De dichtkunst
(1698)–Anna Morian– Auteursrechtvrij
[pagina 79]
| |
Myn plicht was 't, die myn loomen geest ontwaakte,
O Zuster! toen my uw geboortuur bly
Te voren quam, en deze dag genaekte,
Die weêr vernieut uw vrolyk jaargety.
Geen lofdicht wort van my u opgedragen,
Dat is geen werk van myn genegentheyd;
Gy schiept ook noit in vleiery behagen,
Maar achtze voor onduldbaere ydelheid.
Myn zegenwensch gevalle uw zedige ooren,
O ware beelt van onzer oud'ren deugt,
En van hun kroost onze oudste en eerstgeboren;
Die ons met lust een voorbeelt, steun, en vreugt
Verstrekt; en mag myn wensch u overkomen,
Zoo blyftge vry van tegenspoet en druk,
Zoo worde ramp en onheil weggenomen,
En al wat meer kan hindren uw geluk.
'K Wensch, dat een vloet van onuitputbre weelde
U toevloeie uyt des hemels milden schoot,
Dat gy geniet, wat zich oit hart verbeelde,
Of wat oit mensch van 's Heeren gunst genoot.

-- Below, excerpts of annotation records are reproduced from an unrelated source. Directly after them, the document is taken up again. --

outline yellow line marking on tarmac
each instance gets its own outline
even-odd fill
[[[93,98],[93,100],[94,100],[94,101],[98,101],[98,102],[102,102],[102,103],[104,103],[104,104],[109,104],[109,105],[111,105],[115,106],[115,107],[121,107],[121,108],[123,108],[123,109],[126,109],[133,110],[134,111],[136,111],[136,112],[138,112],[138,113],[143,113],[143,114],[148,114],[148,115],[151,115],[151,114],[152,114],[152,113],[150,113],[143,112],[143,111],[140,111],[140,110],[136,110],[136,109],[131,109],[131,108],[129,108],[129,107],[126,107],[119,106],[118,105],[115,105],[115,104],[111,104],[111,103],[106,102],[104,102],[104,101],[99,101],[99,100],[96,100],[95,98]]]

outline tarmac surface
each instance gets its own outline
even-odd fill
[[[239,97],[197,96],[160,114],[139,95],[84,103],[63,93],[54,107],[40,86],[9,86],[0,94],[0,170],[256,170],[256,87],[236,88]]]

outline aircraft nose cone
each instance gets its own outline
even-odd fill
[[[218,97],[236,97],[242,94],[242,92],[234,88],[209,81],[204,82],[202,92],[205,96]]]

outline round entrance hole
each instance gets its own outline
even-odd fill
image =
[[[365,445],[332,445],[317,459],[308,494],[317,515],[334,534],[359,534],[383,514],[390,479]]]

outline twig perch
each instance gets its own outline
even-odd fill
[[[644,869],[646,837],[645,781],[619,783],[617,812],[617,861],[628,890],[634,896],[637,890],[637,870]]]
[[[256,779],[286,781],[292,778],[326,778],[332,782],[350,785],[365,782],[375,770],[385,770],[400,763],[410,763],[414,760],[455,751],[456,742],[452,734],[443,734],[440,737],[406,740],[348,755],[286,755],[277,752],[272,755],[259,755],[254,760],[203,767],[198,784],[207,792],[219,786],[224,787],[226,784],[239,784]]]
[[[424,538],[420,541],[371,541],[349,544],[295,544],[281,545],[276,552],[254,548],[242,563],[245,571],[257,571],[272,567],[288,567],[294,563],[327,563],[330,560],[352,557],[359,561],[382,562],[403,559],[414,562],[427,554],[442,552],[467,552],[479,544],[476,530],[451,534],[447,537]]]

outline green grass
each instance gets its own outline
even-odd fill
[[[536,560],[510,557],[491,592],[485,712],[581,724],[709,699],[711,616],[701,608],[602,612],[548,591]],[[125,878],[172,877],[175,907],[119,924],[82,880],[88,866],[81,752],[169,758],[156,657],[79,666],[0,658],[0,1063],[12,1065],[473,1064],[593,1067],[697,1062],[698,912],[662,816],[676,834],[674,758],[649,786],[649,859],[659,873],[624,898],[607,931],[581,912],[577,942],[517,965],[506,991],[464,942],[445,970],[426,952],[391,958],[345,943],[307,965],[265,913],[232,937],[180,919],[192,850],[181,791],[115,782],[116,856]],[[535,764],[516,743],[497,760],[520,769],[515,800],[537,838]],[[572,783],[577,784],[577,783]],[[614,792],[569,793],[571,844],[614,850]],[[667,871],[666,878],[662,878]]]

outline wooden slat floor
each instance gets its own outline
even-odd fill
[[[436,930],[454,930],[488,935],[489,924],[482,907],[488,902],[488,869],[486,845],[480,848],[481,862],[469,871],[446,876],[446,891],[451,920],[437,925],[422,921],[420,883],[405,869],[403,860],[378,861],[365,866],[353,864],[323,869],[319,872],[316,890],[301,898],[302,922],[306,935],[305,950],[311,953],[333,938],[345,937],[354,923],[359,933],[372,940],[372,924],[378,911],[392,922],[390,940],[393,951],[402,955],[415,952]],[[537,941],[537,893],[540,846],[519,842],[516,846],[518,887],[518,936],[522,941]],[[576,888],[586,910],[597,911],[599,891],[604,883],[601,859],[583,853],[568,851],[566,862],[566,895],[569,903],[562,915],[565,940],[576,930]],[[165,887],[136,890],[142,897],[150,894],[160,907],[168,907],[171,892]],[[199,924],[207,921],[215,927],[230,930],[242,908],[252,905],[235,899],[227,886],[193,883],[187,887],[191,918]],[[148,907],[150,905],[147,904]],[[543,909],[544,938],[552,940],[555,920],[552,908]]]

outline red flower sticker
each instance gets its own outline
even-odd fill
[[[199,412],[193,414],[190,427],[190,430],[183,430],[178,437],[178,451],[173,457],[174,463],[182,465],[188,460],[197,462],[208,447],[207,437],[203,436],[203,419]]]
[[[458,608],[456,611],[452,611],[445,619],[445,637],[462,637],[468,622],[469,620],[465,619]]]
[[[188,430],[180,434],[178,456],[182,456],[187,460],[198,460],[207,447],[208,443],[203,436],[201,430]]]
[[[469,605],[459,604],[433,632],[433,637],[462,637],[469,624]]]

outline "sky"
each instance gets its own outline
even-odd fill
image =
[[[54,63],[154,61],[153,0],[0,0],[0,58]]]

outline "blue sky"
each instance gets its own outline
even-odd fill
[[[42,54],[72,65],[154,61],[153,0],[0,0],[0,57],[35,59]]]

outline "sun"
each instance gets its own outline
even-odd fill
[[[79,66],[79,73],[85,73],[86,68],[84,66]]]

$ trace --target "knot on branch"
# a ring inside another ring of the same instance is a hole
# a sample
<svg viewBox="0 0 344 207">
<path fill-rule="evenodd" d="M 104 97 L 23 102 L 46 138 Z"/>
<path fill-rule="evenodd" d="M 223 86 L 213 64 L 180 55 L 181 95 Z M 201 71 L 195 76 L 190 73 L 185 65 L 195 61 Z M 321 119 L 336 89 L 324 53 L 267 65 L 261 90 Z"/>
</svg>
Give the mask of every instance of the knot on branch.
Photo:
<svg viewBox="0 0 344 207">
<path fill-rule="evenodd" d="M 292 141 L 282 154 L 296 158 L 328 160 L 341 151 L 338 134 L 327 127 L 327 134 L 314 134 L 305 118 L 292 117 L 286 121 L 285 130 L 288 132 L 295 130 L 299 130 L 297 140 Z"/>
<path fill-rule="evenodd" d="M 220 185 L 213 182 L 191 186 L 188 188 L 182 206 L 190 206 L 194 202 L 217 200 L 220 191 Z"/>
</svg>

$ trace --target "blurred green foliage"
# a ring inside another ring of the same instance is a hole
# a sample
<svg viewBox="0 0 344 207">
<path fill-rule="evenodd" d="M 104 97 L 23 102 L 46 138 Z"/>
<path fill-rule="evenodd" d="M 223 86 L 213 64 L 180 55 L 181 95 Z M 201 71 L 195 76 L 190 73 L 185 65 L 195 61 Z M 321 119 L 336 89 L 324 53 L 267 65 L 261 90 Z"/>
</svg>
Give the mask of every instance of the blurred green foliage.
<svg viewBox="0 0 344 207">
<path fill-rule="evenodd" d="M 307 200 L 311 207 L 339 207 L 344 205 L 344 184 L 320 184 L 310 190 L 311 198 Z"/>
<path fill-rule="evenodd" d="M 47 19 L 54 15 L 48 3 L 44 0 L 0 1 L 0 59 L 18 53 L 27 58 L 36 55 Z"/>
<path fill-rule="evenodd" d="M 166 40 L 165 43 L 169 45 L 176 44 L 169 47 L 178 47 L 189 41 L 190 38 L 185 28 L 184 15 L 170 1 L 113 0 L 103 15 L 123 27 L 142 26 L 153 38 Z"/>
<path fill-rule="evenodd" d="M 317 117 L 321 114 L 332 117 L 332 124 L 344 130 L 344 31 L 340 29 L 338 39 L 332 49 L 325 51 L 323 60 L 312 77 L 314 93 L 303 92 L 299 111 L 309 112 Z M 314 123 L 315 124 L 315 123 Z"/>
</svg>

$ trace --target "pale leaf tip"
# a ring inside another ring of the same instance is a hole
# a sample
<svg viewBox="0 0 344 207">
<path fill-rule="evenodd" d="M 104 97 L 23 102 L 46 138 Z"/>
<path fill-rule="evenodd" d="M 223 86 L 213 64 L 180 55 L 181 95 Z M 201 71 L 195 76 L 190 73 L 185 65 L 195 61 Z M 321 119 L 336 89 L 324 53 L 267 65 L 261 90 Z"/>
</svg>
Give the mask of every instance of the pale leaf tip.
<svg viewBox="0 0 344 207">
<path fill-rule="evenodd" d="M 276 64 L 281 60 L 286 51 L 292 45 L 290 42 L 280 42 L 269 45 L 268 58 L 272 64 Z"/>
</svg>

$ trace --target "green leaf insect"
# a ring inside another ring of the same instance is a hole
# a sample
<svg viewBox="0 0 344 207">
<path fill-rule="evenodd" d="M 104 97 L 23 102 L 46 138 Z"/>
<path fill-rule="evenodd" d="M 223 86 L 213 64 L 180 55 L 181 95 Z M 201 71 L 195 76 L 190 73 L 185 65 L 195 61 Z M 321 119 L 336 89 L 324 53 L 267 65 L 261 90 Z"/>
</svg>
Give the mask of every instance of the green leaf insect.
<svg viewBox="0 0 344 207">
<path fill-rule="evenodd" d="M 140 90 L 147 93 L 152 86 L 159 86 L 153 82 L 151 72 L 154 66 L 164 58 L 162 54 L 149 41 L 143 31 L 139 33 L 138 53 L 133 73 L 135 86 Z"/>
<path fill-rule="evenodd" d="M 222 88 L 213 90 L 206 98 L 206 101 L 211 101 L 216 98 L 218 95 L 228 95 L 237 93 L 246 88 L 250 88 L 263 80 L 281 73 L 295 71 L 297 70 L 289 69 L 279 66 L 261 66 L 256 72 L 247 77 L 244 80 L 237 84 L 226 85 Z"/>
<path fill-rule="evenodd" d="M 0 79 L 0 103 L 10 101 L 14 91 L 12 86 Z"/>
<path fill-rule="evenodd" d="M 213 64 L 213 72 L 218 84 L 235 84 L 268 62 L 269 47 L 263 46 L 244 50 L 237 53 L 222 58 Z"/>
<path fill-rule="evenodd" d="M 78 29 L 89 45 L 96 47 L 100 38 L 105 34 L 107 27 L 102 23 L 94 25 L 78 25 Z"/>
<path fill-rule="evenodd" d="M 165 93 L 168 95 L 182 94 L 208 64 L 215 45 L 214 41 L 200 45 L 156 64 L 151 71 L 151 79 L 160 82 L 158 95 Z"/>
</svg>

'K wensch, dat uw deugd met glinsterende stralen
Voor ieders oog tot voordeel lichten mag,
En dat de zon nog zeswerf twalefmalen
Uw hooft beschyne op uw' geboortedag.
Tot blydschap van uw' echtgenoot, myn Broeder,
En eere van uw aangename kroost.
Dat volge steeds het voetspoor van de moeder;
En worde u zoo tot zegen, vreugd en troost.
'K wensch, dat noit twist uw zuivere eendragt schende,
Maar dat gy lang in vreugd en vrede saam
Moogt leven, en uw voorspoed noit volende.
Geen lastertong braek op uw' goeden naam
Haar zwadder uit. d' alvoênde Heer hier boven
Bestraale u door zyn lieflyk aangezicht,
Met eenen glans, die nimmer zal verdoven,
Waar voor alle aerdsche en yd'le luister zwicht.
| |
[pagina 80]
| |
Tot dat uw ziel ver' boven d' aardsche zaken,
Verheven, en ontsteken door de vlam
Des heiligdoms, in 't eeuwig licht zal naken
Tot God, van wien zy eerst haar oorspronk nam.
Die zuivre bron des levens schenk het leven
Aan mynen wensch, op dat die niet versterf;
Maar datge uw ziel met my aan God moogt geven,
En ik met u het eeuwig heil verwerf.